# Those Poor Calvinists...how mean!



## fredtgreco (Dec 14, 2004)

My favorite blogger strikes again:

Why I am Thankful for My Arminian Brothers

[Edited on 12/14/2004 by fredtgreco]


----------



## C. Matthew McMahon (Dec 14, 2004)

We need a new smilie that shows a frazzled face - like a post modern smilie. I would have used it here.


----------



## Scott Bushey (Dec 14, 2004)

Matt,
You have a u2u


----------



## wsw201 (Dec 14, 2004)

It never ceases to amaze me how naive some folks can be regarding the implications of their loose thinking. Unfortunately, I believe this guy is serious.

Say Fred, who is this guy?


----------



## fredtgreco (Dec 14, 2004)

> _Originally posted by wsw201_
> It never ceases to amaze me how naive some folks can be regarding the implications of their loose thinking.
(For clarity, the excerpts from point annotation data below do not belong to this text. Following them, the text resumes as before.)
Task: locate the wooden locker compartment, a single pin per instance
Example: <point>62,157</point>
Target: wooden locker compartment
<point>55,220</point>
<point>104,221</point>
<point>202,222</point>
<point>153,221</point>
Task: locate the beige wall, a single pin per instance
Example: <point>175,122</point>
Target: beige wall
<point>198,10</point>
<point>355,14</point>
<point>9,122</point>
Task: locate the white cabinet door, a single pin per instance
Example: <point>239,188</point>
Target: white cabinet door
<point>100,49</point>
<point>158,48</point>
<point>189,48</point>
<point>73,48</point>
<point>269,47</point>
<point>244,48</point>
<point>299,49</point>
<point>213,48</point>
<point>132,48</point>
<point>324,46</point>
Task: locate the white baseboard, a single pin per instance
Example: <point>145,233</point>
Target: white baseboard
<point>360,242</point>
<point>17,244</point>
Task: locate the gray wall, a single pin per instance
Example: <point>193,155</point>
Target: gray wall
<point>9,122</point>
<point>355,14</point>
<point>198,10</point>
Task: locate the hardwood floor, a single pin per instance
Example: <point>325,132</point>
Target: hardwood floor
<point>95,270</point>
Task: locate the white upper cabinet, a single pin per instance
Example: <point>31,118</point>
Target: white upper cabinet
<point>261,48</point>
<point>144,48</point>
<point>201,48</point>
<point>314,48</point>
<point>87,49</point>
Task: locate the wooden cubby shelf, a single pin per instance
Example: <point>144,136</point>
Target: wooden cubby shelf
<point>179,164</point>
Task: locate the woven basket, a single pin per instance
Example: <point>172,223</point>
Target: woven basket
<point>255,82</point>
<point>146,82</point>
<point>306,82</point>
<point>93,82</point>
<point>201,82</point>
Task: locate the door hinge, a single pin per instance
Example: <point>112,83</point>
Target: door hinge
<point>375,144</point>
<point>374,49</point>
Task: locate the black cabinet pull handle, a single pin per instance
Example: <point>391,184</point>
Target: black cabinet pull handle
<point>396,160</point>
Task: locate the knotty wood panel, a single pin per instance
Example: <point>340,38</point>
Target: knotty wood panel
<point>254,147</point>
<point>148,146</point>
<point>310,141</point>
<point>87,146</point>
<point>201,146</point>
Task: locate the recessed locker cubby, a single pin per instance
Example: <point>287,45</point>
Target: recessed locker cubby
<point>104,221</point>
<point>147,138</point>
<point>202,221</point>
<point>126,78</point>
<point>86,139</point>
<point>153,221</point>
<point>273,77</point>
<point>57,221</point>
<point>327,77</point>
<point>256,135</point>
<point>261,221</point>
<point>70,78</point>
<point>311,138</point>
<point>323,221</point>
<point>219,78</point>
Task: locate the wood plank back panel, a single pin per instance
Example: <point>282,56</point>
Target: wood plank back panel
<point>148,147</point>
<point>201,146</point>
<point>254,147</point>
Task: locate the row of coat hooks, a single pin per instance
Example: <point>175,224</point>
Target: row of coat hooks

Unfortunately, I believe this guy is serious.
> 
> Say Fred, who is this guy?



Professor at Montreat College (a PCUSA school).

This is a good blog that comments on these sorts of things:
http://www.semper-reformanda.org/journal/archives/000024.html

Please don't confuse it with Scott Bushey's semperreformanda! It looks like Scott got to the domain name first, and then this guy had to go with a modified version!

[Edited on 12/14/2004 by fredtgreco]


----------



## RamistThomist (Dec 14, 2004)

That was one minute of my life that I will never get back. With friends like that, who needs enemies?


----------



## RamistThomist (Dec 14, 2004)

James White dealt with Paul Owen earlier this year on his blog and AOmin


----------



## wsw201 (Dec 14, 2004)

I think all those guys at RefCat belong in the PCUSA. They really don't care what you believe.


----------



## ConfederateTheocrat (Dec 14, 2004)

That was one of the gayer blog posts I have read


----------



## edwardian289 (Dec 14, 2004)

"Arminian brothers and sisters often come closer to the truth than we do. "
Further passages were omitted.